The first is that its reach and power are limited “to the Hindi heartland and a little bit of Maharashtra,” says Anuj Gandhi, founder, Plug and Play Entertainment, and a former television executive. He points out that DD Freedish is very strong in Uttar Pradesh, Rajasthan, Chhattisgarh, Bihar and Jharkhand. Note that these are states with low cable and DTH penetration unlike the south and Maharashtra. That brings up the question: Is DD Freedish the poor man’s TV that works in states with low per capita incomes and poor infrastructure? Broadcasters and analysts disagree. “It is a chicken and egg situation. There is no content (in non-Hindi languages) therefore there are no viewers. And there are no viewers in those languages therefore there is no content,” said Gada. There is some thought being applied to getting more languages on board, say insiders. Soon, there could be more Bengali and Assamese channels to start with.
The second is its complete lack of addressability. Would DD Freedish not gain from knowing exactly how many and what kind of homes it reaches and from pricing its auctions more accurately based on this? Vempati pointed out that DD Freedish is played in border areas and other places where Indian television and radio wouldn’t normally go. “Why encrypt this soft power?” he asks.
But not encrypting and having an annual auction for slots means that there is no stability. Dangal might be on DD Freedish one year and not the next.

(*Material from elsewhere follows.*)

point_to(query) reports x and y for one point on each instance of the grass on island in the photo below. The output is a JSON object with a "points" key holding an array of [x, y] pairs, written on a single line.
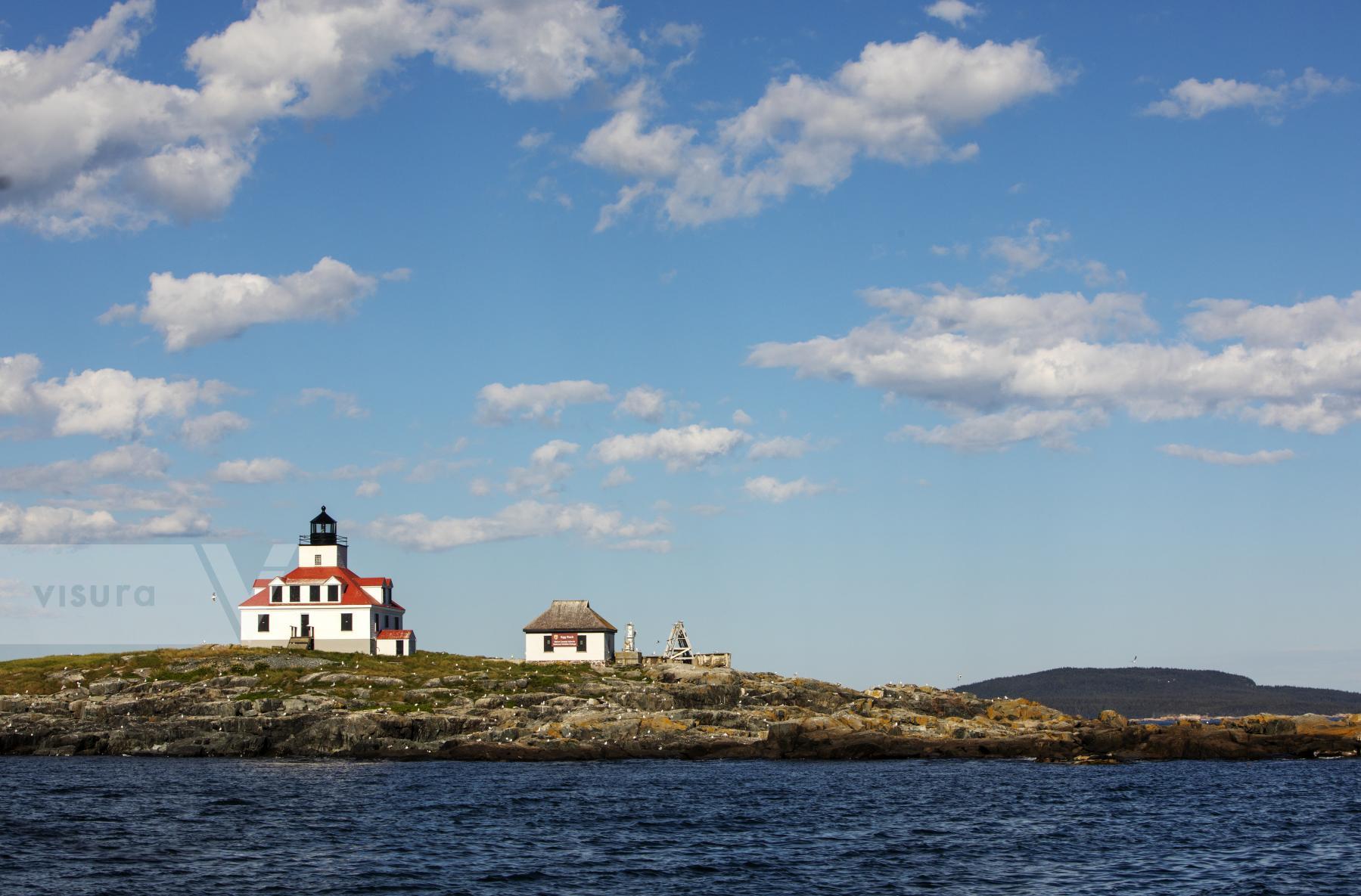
{"points": [[460, 677]]}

Unlike other DTH operators such as Tata Play or Airtel Digital TV, “most advertisers don’t have a handle on what shifts can happen because the channels change every year. So we cannot do a fixed plan,” said Shrikant Shenoy, associate vice president at media buying agency Lodestar UM.
To get around the problem the agency checks the channel list every quarter to figure out the free channels' clients, such as ITC or J&J, that need small-town reach, could be advertising on.
That however hasn’t stopped growth for now. Media Partners Asia estimates that DD Freedish will reach 67 million homes in the next five years even as pay TV continues to drop.